Tuesday, November 24, 2015
FSU Researchers Develop "New Generation" LED
FSU Researchers Develop "New Generation" LED
It's being called the next generation LED. It has the potential to brighten your TV, phone and computer screens.
Researchers at FSU say they've created a way to make a brighter, cheaper LED and they're trying to land the patents to prove it.
It's a tiny light with big potential.
This LED - made with something called "perovskites" - glows about 25 times brighter than the same LED used in a typical computer screen.
FSU researchers Hanwei Gao and Biwu Ma says that could be a game changer.

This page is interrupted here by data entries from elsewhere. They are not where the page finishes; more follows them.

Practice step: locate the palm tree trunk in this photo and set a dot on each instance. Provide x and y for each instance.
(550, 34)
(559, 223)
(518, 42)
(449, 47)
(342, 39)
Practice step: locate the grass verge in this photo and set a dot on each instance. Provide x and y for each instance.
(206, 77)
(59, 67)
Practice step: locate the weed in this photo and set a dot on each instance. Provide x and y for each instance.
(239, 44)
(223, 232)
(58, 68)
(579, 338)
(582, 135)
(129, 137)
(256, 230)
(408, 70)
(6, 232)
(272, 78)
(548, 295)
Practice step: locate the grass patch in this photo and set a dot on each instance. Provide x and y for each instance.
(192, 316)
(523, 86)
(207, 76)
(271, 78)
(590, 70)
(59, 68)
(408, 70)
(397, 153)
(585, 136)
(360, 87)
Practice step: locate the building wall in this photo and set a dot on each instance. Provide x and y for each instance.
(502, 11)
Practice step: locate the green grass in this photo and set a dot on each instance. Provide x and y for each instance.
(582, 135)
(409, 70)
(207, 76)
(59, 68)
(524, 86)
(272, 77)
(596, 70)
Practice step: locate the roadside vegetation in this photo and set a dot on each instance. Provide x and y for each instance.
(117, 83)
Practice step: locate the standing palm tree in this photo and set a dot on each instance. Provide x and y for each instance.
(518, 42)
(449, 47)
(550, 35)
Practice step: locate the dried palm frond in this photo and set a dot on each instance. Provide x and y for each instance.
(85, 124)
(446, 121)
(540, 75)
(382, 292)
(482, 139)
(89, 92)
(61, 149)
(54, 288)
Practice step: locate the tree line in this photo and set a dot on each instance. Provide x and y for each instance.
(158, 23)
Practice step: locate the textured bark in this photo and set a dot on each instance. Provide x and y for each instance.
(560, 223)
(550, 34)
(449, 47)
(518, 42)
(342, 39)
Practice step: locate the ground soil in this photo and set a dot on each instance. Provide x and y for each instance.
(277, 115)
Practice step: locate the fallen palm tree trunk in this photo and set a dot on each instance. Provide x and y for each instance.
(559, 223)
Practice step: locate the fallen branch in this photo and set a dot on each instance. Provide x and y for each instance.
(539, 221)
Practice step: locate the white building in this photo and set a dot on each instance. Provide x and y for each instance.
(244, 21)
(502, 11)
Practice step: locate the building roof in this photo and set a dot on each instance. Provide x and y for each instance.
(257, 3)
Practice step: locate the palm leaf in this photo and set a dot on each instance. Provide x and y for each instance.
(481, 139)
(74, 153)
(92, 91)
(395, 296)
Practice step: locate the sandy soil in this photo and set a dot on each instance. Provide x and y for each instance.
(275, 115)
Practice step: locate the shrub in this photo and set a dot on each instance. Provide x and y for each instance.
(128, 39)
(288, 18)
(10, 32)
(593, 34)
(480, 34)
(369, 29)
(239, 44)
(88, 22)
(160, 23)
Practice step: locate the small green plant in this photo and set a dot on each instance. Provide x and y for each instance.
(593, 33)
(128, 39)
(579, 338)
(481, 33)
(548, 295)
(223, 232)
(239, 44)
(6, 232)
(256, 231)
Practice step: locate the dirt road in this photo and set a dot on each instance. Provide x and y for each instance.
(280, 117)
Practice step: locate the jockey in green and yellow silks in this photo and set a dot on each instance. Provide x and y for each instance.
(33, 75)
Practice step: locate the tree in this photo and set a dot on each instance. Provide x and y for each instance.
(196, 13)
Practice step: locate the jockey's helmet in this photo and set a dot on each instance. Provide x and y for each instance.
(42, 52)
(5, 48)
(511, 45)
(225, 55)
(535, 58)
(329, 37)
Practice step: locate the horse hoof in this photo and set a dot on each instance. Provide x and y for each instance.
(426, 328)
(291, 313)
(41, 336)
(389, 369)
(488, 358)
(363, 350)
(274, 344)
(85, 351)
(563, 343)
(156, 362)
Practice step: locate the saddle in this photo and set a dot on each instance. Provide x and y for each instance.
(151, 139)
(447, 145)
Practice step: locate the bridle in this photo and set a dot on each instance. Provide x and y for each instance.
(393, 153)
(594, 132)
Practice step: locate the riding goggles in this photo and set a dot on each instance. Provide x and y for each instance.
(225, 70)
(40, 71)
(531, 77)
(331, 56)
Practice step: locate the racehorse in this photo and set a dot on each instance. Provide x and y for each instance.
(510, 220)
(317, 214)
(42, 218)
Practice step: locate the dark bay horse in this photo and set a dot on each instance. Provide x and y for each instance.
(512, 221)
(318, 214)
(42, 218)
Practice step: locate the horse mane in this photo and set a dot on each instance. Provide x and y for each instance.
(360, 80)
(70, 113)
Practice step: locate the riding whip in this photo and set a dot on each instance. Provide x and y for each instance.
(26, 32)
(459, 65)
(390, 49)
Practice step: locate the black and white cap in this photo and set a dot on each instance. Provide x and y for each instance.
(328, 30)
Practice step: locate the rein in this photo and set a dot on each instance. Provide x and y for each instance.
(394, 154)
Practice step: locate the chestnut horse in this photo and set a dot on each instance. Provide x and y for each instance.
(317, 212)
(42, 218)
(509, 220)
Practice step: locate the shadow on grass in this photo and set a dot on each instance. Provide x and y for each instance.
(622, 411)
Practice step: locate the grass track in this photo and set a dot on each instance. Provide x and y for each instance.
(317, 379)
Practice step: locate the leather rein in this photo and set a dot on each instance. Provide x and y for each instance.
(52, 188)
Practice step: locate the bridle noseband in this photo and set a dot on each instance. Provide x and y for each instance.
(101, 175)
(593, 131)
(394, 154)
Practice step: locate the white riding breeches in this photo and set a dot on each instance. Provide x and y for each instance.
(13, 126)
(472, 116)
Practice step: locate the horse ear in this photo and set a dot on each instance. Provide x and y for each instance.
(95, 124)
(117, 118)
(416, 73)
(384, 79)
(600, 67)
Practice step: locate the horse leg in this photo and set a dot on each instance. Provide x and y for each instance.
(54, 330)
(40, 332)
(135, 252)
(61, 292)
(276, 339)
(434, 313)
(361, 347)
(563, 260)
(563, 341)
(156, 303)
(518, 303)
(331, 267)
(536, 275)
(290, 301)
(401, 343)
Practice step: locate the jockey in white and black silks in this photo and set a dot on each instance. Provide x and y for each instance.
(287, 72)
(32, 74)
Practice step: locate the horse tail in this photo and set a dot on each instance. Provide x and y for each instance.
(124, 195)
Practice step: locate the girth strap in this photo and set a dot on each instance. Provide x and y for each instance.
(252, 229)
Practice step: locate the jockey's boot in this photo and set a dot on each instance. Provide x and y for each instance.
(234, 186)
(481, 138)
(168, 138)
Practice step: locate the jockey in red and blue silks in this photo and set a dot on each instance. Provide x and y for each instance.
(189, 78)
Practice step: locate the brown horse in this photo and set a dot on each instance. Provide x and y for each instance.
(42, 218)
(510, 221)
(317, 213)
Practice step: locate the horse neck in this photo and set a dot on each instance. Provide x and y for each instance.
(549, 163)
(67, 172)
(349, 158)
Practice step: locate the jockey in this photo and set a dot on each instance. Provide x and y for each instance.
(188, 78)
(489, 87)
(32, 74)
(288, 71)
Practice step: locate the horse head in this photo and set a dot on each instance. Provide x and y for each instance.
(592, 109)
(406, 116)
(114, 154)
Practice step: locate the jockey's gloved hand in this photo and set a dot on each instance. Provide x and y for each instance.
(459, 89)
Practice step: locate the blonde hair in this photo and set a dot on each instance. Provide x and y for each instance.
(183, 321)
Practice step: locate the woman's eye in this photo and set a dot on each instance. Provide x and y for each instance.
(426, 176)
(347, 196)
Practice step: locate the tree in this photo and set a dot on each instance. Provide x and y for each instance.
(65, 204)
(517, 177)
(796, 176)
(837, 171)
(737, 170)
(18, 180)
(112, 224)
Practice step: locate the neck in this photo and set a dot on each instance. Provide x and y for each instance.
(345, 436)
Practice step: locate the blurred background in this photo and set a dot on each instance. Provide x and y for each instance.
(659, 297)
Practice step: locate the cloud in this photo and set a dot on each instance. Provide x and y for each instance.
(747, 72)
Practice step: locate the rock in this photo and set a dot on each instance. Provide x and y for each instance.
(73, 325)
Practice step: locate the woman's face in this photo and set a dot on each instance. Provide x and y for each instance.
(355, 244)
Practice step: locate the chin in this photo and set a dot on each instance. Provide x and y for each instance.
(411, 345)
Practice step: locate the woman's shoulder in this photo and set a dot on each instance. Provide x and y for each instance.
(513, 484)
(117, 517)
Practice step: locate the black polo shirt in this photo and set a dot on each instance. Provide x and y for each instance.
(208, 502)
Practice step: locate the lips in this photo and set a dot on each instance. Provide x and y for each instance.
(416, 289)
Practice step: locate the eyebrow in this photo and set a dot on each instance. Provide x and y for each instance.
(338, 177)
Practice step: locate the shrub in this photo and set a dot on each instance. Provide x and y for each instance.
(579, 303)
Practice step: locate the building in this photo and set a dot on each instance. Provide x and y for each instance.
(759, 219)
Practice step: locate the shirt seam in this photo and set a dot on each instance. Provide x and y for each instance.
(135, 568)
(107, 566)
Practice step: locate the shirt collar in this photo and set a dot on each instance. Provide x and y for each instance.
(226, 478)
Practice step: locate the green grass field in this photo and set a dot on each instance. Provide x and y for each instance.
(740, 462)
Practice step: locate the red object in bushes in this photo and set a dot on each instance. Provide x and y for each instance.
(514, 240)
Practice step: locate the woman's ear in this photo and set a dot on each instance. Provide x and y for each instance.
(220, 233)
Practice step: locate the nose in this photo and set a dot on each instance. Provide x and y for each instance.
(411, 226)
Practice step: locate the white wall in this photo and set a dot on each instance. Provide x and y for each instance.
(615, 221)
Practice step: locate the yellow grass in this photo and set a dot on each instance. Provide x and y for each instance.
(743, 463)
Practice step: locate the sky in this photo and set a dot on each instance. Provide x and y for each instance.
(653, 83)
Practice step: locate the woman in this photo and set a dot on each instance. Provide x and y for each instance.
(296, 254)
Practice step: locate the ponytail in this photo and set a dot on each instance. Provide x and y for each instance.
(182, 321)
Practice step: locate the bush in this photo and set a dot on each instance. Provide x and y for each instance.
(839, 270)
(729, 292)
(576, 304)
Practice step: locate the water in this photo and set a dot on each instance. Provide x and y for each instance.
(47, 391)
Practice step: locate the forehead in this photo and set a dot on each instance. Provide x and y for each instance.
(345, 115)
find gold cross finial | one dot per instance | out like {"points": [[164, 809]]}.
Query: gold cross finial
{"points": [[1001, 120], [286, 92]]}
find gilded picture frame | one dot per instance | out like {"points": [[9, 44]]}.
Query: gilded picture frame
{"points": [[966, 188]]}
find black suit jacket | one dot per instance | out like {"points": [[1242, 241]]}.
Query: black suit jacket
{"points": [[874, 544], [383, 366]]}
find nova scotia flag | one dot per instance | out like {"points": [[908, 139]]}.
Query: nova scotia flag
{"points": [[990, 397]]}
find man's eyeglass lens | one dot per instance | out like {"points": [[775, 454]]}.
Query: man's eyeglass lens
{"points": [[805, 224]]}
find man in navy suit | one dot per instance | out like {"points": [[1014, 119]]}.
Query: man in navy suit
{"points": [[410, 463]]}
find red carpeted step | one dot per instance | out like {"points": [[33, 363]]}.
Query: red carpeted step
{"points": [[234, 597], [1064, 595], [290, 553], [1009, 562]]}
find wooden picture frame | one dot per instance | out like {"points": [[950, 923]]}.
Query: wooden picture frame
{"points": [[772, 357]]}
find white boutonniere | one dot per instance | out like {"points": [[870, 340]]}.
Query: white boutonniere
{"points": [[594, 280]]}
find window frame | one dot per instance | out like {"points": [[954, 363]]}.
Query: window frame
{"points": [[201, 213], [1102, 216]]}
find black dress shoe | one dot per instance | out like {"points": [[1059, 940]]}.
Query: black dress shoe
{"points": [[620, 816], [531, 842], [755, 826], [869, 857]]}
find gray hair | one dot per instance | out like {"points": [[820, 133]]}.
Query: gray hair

"Under small voltage or low power we can achieve high brightness, so you can really tell this technology is power efficient," said Dr. Biwu Ma, an associate professor of chemical engineering.
"For example if you have two bulbs, an LED and a CFL, right, people would definitely go for the LED if the price were the same, because they know the LED consumes less energy and that means smaller bills, electricity bills," said Dr. Hanwei Gao, an assistant professor of physics. "So if we can reduce the cost of the LED, then the LED will win."
We visited FSU's Ditmer lab where Gao and Ma and their students have been working on the organic-inorganic hybrid.
Not only does the LED technology have the potential to lower the cost of light bulbs, televisions and other screens, they say, but both the device and the luminescent material inside can be made quickly and easily in the lab.
The research team made one for us in about an hour.
"We can solution process it in air, without high temperature, without high vacuum, which is usually required for conventional LED devices," Dr. Gao said.
Gao and Ma have applied for patents for their technology, but say it's hard predict how quickly it'll go from this lab to commercialization to a store near you.
"It's very exciting," Dr. Ma said.
The professors tell us that this type of LED technology tends to be unstable in humidity, so they've tweaked their design. They're confident if they can get it to work in hot, humid Florida, they can get it to work anywhere.